1. Introduction
In recent decades the effective pollution abatement measures to the
water quality are sizeable (Hering et al., 2010; Barton et al., 2005;
Hettige et al., 1996) But, in developing countries like India, the water
quality pollution levels are so high, creating existential threats to
biodiversity, as well as threatening economic progress and
sustainability of human lives (World Economic Forum, 2019). India is one
of the foremost agriculture-based economies in the world, with high
fertilizer applications and the excessive nutrients from agricultural
lands, leading to prominent diffuse pollution to the surface water
quality (Central Pollution Control Board, 2016; Bassi et al., 2014). The
high alarming rate of increasing pollutant load of surface water from
industrial accompanies is known from the concentration based discharge
control of point sources, which is already an important task to control
and to achieve water quality targets (Wang et al., 2004). Additionally,
the reduction of diffuse pollution sources is required.

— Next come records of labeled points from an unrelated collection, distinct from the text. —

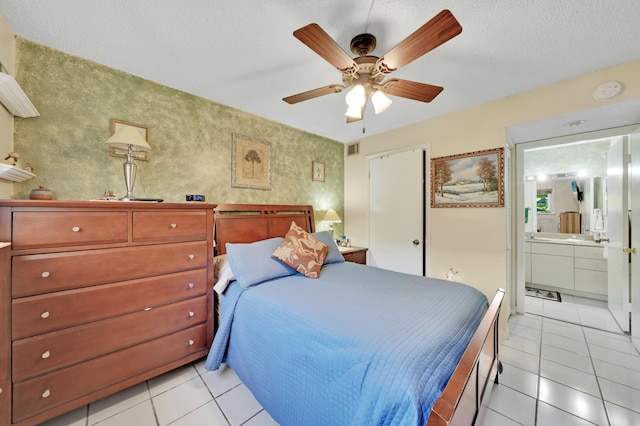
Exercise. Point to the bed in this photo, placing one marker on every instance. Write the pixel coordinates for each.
(355, 345)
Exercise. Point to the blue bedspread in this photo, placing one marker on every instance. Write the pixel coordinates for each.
(357, 346)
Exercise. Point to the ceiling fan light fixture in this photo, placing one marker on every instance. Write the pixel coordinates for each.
(357, 97)
(354, 111)
(380, 101)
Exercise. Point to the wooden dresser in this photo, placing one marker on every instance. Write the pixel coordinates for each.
(96, 297)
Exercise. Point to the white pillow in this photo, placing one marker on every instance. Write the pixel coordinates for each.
(222, 273)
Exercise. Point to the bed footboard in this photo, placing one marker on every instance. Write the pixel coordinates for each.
(460, 402)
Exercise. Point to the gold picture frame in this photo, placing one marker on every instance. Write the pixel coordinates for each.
(317, 171)
(250, 163)
(121, 153)
(474, 179)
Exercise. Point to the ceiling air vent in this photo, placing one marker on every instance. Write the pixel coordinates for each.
(353, 149)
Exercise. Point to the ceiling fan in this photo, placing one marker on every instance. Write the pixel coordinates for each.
(366, 74)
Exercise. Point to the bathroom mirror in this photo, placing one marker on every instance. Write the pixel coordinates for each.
(563, 185)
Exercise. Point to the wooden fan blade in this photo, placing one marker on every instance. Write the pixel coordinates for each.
(411, 90)
(304, 96)
(441, 28)
(320, 42)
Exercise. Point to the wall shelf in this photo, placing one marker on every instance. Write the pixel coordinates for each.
(14, 174)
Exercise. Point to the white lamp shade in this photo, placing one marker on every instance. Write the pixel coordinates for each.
(332, 217)
(354, 111)
(127, 136)
(380, 101)
(14, 99)
(356, 97)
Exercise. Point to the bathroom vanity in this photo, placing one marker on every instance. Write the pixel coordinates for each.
(569, 265)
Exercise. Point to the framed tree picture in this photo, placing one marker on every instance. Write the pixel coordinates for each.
(250, 163)
(474, 179)
(317, 171)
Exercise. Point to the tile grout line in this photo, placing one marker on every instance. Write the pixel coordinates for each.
(595, 373)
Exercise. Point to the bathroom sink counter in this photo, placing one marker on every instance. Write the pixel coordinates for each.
(572, 241)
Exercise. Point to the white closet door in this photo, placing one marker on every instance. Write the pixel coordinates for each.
(618, 232)
(397, 212)
(634, 192)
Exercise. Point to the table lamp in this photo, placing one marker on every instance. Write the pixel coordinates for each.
(332, 217)
(129, 139)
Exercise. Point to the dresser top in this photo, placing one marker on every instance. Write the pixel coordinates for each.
(104, 204)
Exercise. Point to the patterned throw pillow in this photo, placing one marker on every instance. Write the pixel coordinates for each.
(301, 251)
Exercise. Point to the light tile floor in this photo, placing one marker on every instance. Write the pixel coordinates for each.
(564, 363)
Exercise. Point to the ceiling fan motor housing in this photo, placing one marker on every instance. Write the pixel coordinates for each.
(363, 44)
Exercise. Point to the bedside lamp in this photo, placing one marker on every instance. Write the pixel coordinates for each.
(331, 217)
(129, 139)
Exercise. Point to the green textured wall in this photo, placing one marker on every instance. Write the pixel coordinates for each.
(191, 139)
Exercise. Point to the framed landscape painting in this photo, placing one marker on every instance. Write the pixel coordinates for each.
(473, 179)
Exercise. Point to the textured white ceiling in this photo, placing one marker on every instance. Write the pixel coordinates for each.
(243, 53)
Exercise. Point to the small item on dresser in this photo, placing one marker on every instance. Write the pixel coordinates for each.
(41, 193)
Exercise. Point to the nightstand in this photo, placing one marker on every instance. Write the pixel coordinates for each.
(354, 254)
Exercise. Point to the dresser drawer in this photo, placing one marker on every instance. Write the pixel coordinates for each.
(43, 313)
(593, 264)
(356, 256)
(56, 229)
(35, 355)
(589, 252)
(552, 249)
(169, 226)
(43, 392)
(42, 273)
(591, 281)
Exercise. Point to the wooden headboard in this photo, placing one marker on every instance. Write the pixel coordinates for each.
(246, 223)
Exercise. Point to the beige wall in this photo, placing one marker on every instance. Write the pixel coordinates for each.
(473, 240)
(7, 54)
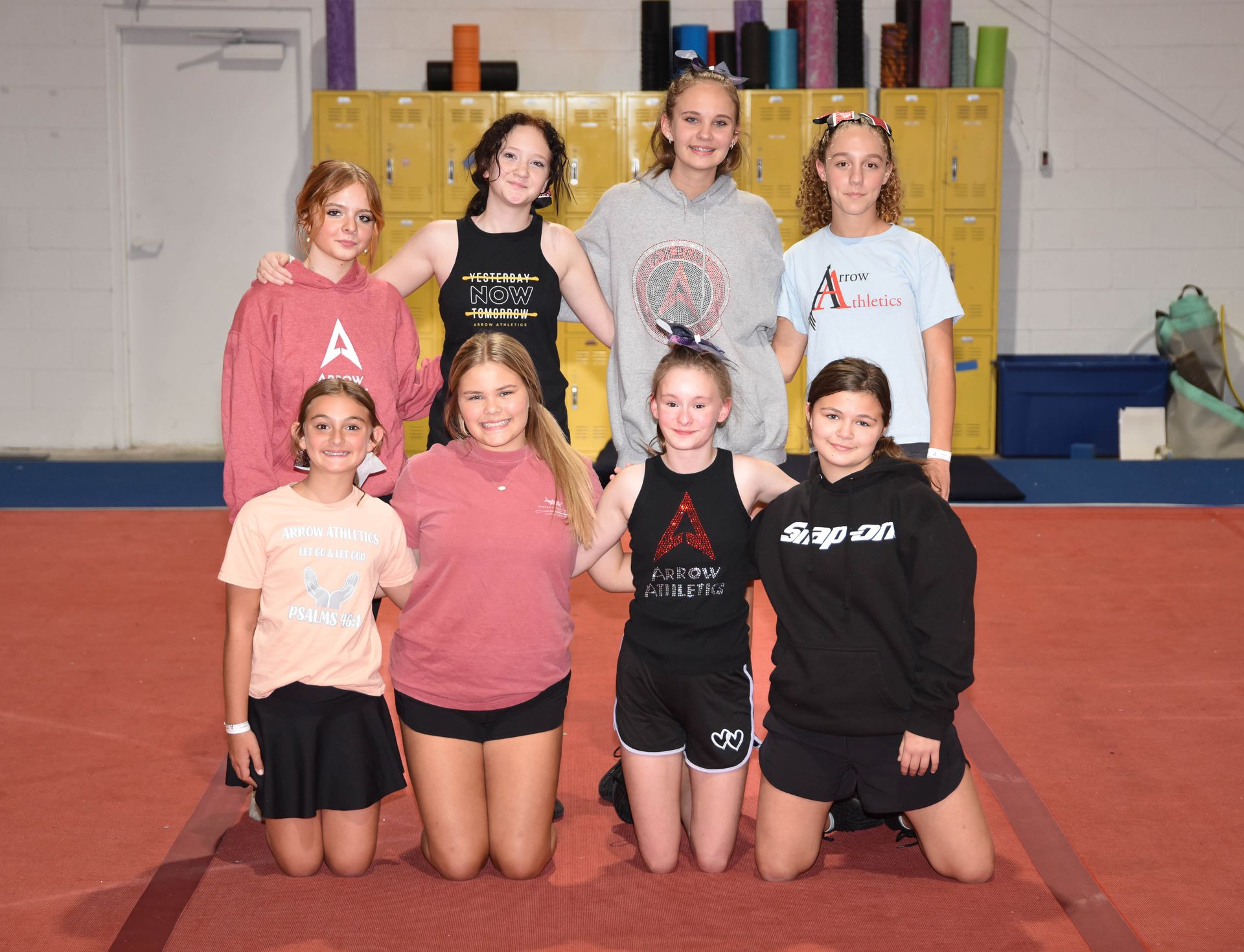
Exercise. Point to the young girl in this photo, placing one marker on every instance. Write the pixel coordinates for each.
(684, 710)
(500, 266)
(682, 245)
(862, 285)
(871, 574)
(332, 321)
(481, 660)
(305, 715)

Although urbanization and demographic changes are substantial influences
within the lake’s catchment, land-use changes cause extreme disturbances
of the catchment’s ecosystems and the lake itself. Most studies
demonstrate that land-use changes (Tu 2009; Zampella et al., 2007) as a
driving factor for the environmental, including the physical and
chemical characteristics of surface water bodies and their internal
structure. Improper management of natural resources, coupled with an
ever-increasing population, is responsible for introducing many
impairments of water quality threats. Most of the freshwater resources
are under stress caused by urbanization, and large-scale
industrialization processes are a worldwide concern (Fang et al., 2019;
Holopainen et al., 2016; Liao et al., 2012).

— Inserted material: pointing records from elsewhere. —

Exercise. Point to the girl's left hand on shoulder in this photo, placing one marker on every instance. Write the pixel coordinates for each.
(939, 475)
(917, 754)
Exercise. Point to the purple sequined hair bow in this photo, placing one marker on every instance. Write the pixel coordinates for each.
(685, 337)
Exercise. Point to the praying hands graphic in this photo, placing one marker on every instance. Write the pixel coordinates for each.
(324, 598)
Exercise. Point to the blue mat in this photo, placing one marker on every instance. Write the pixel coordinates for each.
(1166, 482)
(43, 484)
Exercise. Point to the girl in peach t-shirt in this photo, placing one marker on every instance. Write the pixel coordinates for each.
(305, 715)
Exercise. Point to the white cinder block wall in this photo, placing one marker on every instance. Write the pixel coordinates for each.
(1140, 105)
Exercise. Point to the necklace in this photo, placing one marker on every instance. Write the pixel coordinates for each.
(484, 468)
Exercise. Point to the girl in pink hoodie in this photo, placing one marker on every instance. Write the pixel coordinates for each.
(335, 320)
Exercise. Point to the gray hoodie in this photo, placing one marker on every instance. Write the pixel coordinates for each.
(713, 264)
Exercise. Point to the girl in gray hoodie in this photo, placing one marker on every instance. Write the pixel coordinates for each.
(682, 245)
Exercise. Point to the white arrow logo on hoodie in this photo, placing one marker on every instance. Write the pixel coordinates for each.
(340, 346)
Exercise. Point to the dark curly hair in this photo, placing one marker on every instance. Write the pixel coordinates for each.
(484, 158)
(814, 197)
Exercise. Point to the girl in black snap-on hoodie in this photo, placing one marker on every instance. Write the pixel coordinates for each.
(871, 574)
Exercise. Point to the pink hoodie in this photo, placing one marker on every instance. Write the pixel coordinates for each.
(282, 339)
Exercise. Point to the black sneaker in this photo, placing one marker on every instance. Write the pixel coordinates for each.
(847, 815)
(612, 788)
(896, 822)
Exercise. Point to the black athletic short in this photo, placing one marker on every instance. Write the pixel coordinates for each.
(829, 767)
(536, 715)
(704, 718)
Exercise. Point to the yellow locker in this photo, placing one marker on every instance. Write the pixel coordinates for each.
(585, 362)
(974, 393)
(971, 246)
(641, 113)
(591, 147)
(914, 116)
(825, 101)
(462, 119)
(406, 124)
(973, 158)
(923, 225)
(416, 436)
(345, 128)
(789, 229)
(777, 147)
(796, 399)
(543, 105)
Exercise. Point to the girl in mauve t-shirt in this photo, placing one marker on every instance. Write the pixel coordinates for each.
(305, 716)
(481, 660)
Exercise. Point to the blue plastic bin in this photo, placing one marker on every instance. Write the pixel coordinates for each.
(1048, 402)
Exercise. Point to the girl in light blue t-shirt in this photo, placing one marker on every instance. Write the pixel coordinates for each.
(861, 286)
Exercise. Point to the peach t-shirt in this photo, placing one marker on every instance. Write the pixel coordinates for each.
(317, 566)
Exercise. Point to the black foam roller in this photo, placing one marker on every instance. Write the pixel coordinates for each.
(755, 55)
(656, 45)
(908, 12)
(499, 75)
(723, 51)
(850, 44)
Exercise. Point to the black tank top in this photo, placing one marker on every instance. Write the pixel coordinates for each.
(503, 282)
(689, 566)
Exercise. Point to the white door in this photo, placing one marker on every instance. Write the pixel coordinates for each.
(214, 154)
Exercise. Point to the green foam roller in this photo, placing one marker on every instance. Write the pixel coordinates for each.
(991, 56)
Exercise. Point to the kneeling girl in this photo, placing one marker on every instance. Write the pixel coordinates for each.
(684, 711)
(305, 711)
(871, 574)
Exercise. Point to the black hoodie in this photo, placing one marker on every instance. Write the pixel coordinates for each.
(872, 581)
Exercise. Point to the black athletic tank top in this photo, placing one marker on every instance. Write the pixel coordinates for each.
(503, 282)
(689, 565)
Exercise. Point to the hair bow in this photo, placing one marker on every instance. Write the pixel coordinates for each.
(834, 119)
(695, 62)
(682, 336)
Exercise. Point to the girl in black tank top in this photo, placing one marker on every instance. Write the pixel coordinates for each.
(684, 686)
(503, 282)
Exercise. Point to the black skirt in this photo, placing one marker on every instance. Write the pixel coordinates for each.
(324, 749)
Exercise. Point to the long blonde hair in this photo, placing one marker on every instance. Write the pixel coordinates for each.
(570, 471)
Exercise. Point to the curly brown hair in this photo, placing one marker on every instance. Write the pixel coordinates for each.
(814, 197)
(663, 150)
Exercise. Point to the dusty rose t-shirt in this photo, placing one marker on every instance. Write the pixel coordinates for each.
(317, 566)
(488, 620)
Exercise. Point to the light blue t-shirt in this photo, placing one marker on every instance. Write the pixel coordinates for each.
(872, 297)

The complexity of several ecosystem functions in the surface water
bodies adversely affected foremost water quality in freshwater lakes
which, in turn, and among others, influence ponds, rivers, streams and
slowly enter into the groundwater (Gilboa et al., 2014; Thevenon et al.,
2011; Banadda et al., 2010). Diffuse pollution caused by agricultural
activities can be carried into adjacent water bodies by surface runoff
and erosion (Taylor et al., 2016; Guo et al., 2010). Such excess of
nutrients accelerates eutrophication and algae blooming in freshwater
ecosystems. Besides, point sources are another significant reason for
the deteriorating water quality in surface water bodies. However, the
spatial and temporal distribution of diffuse pollutants is a challenge.
It is important to monitor these distributions even for a large
catchment area, due to changing climate, land-use, and strong relations
to anthropogenic activities (Shen et al., 2013; Randhir and Tsvetkova
2011). Therefore, it is essential to identify the critical pollution
sources of a catchment and to apply the best management practices (BMPs)

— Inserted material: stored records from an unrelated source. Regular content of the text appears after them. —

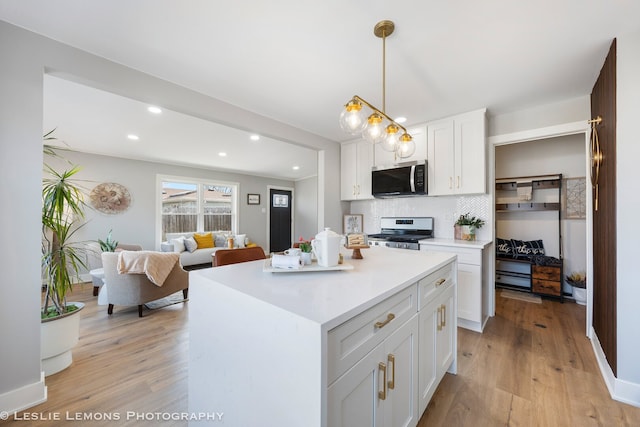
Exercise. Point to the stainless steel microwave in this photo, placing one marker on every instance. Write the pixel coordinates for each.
(400, 181)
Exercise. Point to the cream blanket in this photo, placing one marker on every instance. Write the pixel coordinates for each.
(156, 265)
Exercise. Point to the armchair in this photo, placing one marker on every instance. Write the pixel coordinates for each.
(137, 289)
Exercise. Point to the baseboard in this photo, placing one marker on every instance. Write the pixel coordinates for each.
(25, 397)
(468, 324)
(620, 390)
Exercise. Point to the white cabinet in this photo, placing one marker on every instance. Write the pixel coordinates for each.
(456, 154)
(380, 390)
(473, 285)
(385, 159)
(437, 326)
(356, 161)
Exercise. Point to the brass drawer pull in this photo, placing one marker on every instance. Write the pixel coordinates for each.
(382, 395)
(392, 363)
(380, 325)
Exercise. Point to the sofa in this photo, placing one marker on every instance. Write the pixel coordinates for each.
(199, 255)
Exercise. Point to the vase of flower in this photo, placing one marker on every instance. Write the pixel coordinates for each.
(467, 225)
(305, 248)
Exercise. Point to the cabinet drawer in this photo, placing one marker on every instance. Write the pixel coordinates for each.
(465, 255)
(545, 287)
(545, 272)
(430, 286)
(352, 340)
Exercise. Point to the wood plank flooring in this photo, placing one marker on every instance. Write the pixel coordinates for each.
(533, 366)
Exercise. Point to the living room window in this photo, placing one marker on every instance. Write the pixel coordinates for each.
(197, 205)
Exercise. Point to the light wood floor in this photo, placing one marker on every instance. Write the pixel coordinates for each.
(533, 366)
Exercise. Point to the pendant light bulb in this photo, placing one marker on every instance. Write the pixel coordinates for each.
(374, 131)
(352, 118)
(406, 146)
(391, 139)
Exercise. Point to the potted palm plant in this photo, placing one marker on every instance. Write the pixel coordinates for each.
(62, 261)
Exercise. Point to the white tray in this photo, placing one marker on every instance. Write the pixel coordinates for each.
(305, 269)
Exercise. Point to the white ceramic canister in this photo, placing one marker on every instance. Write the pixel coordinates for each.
(326, 247)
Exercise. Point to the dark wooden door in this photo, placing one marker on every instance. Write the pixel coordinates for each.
(280, 204)
(603, 104)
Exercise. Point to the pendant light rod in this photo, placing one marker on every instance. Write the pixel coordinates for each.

to protect lake water quality.
The Kolleru Lake catchment in India has been taken as a case study for
understanding and modeling of the Spatio-temporal variability in the
pollutant loads, which will be a prerequisite for better management of
agricultural, industrial, and water resources.
In recent decades, the Soil and Water Assessment Tool (SWAT) (Arnold et
al., 1998) has become widely used to model the management of
agricultural catchments for identifying polluted areas. SWAT is a useful
tool for the estimation of both nitrogen and phosphorus (N & P)
emissions and the degree of eutrophication. Both information a necessary
prerequisite for the selection of BMPs from small scale areas (Coffey et
al., 2013; Shang et al., 2012; Kang et al., 2006) to large scale
catchments (Abbaspour et al., 2015; Yalew et al., 2013). The U.S.
Environmental Protection Agency (EPA) recognized the SWAT model and
incorporated it into the EPA’s BASINS (Better Assessment Science
Integrating Point and Non-point Sources) (Abbaspour et al., 2015). Apart
from that, several studies were extended into the SWAT-based
optimization tool for obtaining cost-effective strategies for
sustainable management (Liu et al., 2019; Wallace et al., 2017).
However, due to continuous simulations and operations on a daily time
step, it is a useful tool for the identification of pollutant sources.
The main objective of this study serves a better understanding of
diffuse pollution sources in the Kolleru Lake catchment, a typical flood
balancing catchment between the Krishna and the Godavari basins. Here
the first study is conducted to estimate diffuse pollution in Kolleru
Lake for the catchment level. Further, the study assimilated the
critical sub-basin measures on the Hydrological Response Unit (HRU)
level priority areas, to conclude the planning of BMPs. Furthermore,
suggestions are provided for the implementation of better lake
management practices in the catchment.